# Hi, 38 with 13 year age gap!



## VICKIMUM

Hi to everyone

Looking to make some new friend and compare notes!

I am 16 weeks pregnant, and not finding this pregnancy very easy so far! I already have a 12 year old daughter, so it feels like starting all over again. Anyone else in a similar situation?

Very excited, but also very scared. Having problems with raised BP and headaches, and terrified of developing pre-eclampsia.

Would love to chat xx


----------



## dragonfly36

I am 14+3 and my youngest is almost 10. I also have a 13 yr and 18 yr so I am in the same situation. I totally feel like I am starting all over again, beccuse I am, but at least I will have a lot of help.


----------



## MamaD

Hiya! I'll be 38 when the baby comes, and I have a 10 y-o, 12 y-o, 15 y-o, and 18 y-o! I definitely feel like I'm starting from scratch, but at the same time I'm really looking forward to sharing this with my four children. This baby is going to have an audience all the time, and be so spoiled with love! :kiss:

I've always had high blood pressure during pregnancy, but I'm hoping with all the help I have, that this time will be different.
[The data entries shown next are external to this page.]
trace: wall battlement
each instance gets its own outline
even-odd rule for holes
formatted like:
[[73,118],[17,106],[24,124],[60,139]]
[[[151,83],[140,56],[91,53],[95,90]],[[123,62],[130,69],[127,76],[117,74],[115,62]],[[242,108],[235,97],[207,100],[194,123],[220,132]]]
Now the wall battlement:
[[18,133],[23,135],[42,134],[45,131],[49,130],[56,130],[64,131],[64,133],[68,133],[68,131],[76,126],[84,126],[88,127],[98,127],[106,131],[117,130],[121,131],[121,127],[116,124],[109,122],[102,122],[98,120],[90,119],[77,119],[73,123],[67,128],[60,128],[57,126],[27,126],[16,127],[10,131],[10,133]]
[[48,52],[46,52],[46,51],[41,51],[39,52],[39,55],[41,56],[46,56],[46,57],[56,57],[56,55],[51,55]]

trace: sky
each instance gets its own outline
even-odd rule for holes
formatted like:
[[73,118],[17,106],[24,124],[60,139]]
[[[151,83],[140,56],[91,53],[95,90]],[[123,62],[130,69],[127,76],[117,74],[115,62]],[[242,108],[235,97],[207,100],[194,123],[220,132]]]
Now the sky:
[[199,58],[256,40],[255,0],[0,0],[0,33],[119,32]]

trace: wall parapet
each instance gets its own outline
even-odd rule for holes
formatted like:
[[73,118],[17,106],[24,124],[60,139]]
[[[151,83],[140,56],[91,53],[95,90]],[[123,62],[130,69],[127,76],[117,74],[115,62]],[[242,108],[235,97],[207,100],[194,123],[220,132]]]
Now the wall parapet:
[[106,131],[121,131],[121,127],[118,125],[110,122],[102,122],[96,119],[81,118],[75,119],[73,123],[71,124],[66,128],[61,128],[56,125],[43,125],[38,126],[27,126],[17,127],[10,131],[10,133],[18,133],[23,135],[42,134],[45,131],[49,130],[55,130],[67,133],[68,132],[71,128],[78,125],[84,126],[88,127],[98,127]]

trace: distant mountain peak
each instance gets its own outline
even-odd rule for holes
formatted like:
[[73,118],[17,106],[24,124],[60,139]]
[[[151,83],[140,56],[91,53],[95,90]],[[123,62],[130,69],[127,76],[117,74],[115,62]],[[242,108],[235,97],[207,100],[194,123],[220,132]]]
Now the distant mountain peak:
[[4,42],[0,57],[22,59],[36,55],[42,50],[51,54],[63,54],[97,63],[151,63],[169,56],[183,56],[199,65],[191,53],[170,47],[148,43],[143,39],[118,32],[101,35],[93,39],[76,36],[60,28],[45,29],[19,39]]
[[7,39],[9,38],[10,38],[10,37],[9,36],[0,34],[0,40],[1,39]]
Also, I'm older and wiser :winkwink: so I know to drink loads of fluids, which I didn't always do when I was younger. xx


----------



## jojo1972

I'm 38 and my youngest is almost 16. I already have 2 boys aged 18 and 17 and my daughter is 15. LO is due on her birthday. I've found this pregnancy very difficult so far but so worth it. I've had bleeding been diagnosed with SPD and GD so not an easy time atm lol xxx


----------



## seoj

I'm 37 and pregnant with my first, but have a 14yr old step-daughter at home full time. She is with her Dad and I 90% of the time... only has limited visitation with her mom. So I am her mom really... and been raising her since she was just 9yrs old. I know my hubby feels like he's starting from scratch, but is SO super excited to experience this adventure again in a new way (as he was a single parent for 7yrs before I came along). He has such a close bond with his daughter- and it only makes me more excited to have a new LO running around soon. Our oldest kid is also super excited to FINALLY be a big sissy. Even though I'm sure there will be some "adjustments" with the spot light not being on her all the time... LOL... it just feels like the perfect little piece to complete our puzzle :) 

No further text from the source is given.